Here in the United States, we sometimes take our expansive western landscapes for granted. From their unique natural rock formations to the sheer amount of open space they offer, the U.S. National Parks remind us that exploring our own backyard can be just as exciting as traveling to Europe. With his camera in hand, Jimmy captured the best views out west.
3 tips for taking landscape photos
1. Use the rule of thirds
“Often, people take landscape photos with too much sky—and blue skies can be boring. If there is interesting light, a sunset or some cool clouds, the sky can fill two-thirds of the photo. Otherwise, stick to one-third sky, two-thirds land.”
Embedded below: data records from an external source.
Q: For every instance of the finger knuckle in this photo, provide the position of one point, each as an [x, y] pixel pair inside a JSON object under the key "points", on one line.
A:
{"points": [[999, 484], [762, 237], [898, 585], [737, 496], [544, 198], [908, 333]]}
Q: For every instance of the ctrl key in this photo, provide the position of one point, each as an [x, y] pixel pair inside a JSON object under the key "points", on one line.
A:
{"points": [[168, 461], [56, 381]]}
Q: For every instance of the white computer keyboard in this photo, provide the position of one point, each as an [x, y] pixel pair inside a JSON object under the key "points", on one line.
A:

2. Use landscape mode on your camera
“If it’s an iPhone, use the pano setting—and learn how to use it properly! This will allow you to create really stunning images of large landscapes. Once you learn how to take panorama photos, you’ll use it every day.”
3. Work with the light
“Sunny days aren’t necessarily the best for taking great photos. Slightly cloudy, overcast days provide more optimal light for taking a stunning picture. Take advantage of those days and look for other opportunities for good lighting, like the “golden hour”—the hour of dawn or dusk where landscapes are beautifully lit.”
A closer look at the U.S. National Parks
This tour visits six incredible U.S. National Parks—see what Jimmy had to say about each of them.
Mesa Verde National Park
“At the highest point, you’re 8,500 feet above sea level, which makes for incredible views. Just make sure to drink enough water to combat the elevation!”
Zion National Park
“I was pleasantly surprised by how beautiful Zion was. It sits down in a valley and the road blends in with the red rock that surrounds you. It’s a really powerful place.”
“A classic—if you’re a U.S. resident, it’s mandatory to see this once in your life! We got to spend a decent amount of time here, which was great for taking plenty of good photos.”
Bryce Canyon National Park
“Out here, it’s all about the landscapes. While you can find similar places in Europe, they’re so far apart—it’s really unique to have all of these incredible parks so close together.”
Grand Teton National Park
“Wow, just wow. The entire place just looks like a postcard.”
Yellowstone National Park
“It was so cool to see all the wildlife up close. There were so many buffalo!”
Jimmy’s favorite view: Monument Valley
“Monument Valley is ridiculously unique. All of the shapes and the rocks that seem to stick out of nowhere… it’s unbelievable.”